Quelle analyse faites-vous des solutions actées par le Conseil des ministres de l’Agriculture du 14 mars ?

O. P. - Il est évident de constater qu’il n’existe plus de politique agricole commune. La PAC a été « nationalisée ». Sans mesures globales et homogènes pour l’ensemble des pays de l’Union européenne, force est de se plier à la loi du marché. Nous n’avons jamais appelé à la dérégulation, bien au contraire. Cela a été le choix de la majorité des pays de l’Union européenne et rien ne semble l’arrêter. La hausse des prix à l’intervention n’a pas été retenue. Aucune mesure pour gérer l’offre en Europe d’une façon globale n’est envisagée en période de crise. On parle plutôt d’arrangements volontaires pour limiter la production. En revanche, nous espérons que les pouvoirs publics français se saisiront du nouvel outil européen de garantie pour couvrir les risques financiers pris par les entreprises à l’export.

Comment voyez-vous la suite ?

O. P. - Nos entreprises devront tirer les conséquences de cette situation dans le cadre de leurs relations avec leurs producteurs.
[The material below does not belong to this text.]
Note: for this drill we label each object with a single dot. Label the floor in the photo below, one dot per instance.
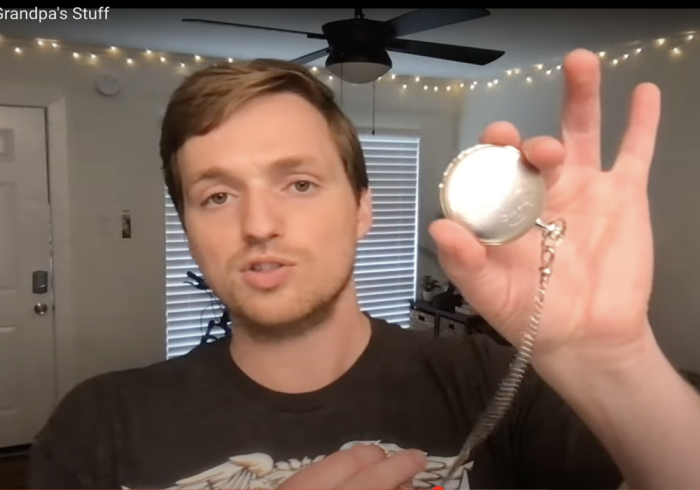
(13, 467)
Le gouvernement français doit accompagner les producteurs dans cette crise qui remet en cause le seuil de rentabilité des exploitations agricoles françaises. Car, pendant que la France limite sa production, nos voisins continueront à produire. Même si la Commission semble prendre la mesure de la crise laitière, les pseudo-solutions qu’elle met sur la table ne permettront pas de limiter la progression de la collecte laitière des pays du Nord de l’Europe.